His tender eyes sparkling with joy, he shows me a picture of an elderly American man laughing in a sunlit garden.
“Last year, this man said, ‘I want to die’, says Dr Maries. The patient has been suffering from blood cancer and was hospitalised with severe pneumonia, hydrocephalus and pulmonary effusion, and Dr Maries had had to activate the patient’s heart when it stopped beating.
Dr Maries continues: “His wife has just sent me this photo. My patient’s smile is just reward for the hard days we spent saving his life.”
Since the moment he chose this profession, Dr Maries says the hardest part of his job has always been having to explain to a patient’s family that medicine cannot cure their loved one. “I was trained to be able to deal with the psychological shock of these cases, both my own and those of the family members, but even now, I still find it difficult…” he continues.
All for the patient
Anaesthesia and resuscitationare two fields that go hand in hand. Dr Maries and his colleagues often must dedicate a considerable amount of time to resuscitation when caring for postoperative patients and serious cases. The staff working in the FVH’s Intensive Care Unit is familiar with the scene of this senior doctor returning to check patients every night, even if it is not his duty.
“All for the Patient” is a key maxim among the doctors at FV Hospital, and Dr Maries says he doesn’t feel pressured to overcome every obstacle himself. When losing sleep over considering how best to care for patients with severe illnesses, Dr Maries considers himself lucky to be working at FV Hospital, where “you never have to decide alone.”

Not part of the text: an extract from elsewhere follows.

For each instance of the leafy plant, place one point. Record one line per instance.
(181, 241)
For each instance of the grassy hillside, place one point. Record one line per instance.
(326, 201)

Since FV has a tradition of working effectively as a team, interdisciplinary meetings are held in the majority of cases. As a result, a patient’s health is assessed in the most comprehensive way to devise the optimal treatment regimen.
After heading the anaesthetists departments at three major hospitals in France, Dr Maries is highly regarded at FV for his expertise. He says:
Another important factor that makes this experienced anaesthetists remain at FVH is the hospital’s facilities and workflow. “In terms of the environment and medical equipment, FV is similar to hospitals in France, but the organisation here, especially on the leadership team, is dynamic, flexible, and enables things to run very fast if your proposal is beneficial to the patient.”
Dr Maries gives an example when he proposed regional anaesthesia though an ultrasound scan for postoperative pain relief, which immediately received support from the Board. Less than a year later, regional anaesthesia though ultrasound scan was introduced at FV, contributing to the improvement of care and resulting quality of life for FV patients.
Most anaesthetists choose to enter this discipline because they have an interest in meticulous science and the formulas governing the administration of medication, but the anesthesiologist not only supports patients when they are on the operating table but also in their toughest moments contemplating death.
Dr Maries says that a patient’s recovery brings an anaesthesiologist great joy; a smile is the only reward an anaesthesiologist needs for all the difficulties they might face when fighting for a patient’s life.